Use of logs to find unexpected corruption
The success story is the result of the detailed logs available in Linux.
The problem was actually trivial. Fstab had changed- I can't say how or why, but the fstab line relating to one of the possible swap partitions had been commented out- and the reference to the partition that was originally created for this purpose was missing altogether.
So my 512mB system was working well, until an application- typically a browser- pushed memory usage over this level.
Earlier in my Linux experience, I would have been tempted to try a fresh install. That would probably have worked- but then I would have needed to reinstall some of my applications with excursions into unstable repositories, which can be a time consuming adventure.
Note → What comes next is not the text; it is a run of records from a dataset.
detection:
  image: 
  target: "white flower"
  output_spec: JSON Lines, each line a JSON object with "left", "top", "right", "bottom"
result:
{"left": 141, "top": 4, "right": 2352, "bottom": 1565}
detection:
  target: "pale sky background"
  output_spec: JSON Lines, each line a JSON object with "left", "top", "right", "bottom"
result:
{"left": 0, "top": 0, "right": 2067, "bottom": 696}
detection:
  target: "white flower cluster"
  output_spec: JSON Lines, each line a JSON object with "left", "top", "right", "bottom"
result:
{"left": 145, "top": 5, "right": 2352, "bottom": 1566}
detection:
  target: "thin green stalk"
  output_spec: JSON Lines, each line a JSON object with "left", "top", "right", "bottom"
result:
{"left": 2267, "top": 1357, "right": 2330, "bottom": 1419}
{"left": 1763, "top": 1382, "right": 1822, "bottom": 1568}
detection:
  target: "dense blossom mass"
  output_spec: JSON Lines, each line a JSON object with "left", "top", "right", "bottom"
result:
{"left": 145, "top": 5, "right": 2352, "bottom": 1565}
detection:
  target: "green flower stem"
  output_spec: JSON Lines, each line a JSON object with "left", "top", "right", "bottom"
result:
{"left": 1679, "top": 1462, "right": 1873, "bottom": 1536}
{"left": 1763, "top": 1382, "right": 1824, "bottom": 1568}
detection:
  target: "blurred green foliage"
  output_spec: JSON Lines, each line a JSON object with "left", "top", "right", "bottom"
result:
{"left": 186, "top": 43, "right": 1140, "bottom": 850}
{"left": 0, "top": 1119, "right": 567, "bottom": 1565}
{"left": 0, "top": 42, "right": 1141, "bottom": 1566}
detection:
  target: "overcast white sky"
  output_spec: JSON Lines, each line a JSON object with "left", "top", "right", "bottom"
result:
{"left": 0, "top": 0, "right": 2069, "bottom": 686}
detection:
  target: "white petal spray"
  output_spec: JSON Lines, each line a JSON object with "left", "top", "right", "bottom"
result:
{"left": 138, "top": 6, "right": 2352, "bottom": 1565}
However, dmesg, kern.log and messages contained some thought-provoking lines, all of which either stated or pointed towards OOM errors or consequences thereof. It was a blurry picture, and early research suggested bugs that had been satisfied by kernel patches followed by updates. It was easy to install a new kernel- which, naturally, didn't touch the problem, but has resulted in smoother and cooler operation.
Finally, and after reading some material relating OOM to swapfile problems- and in which users were advised to make more memory available and not to try and tweak OOM settings- I moved on from the logs to use "top", "free" and, sensing a solution, "swapon". Finally, I added the required line to fstab and enabled it with swapon.
I hope that my future adventures in Linux will involve more lateral thinking- and that this experience and others like it will encourage all of us to make full use of the logs, and the wealth of material available to help interpret them.
|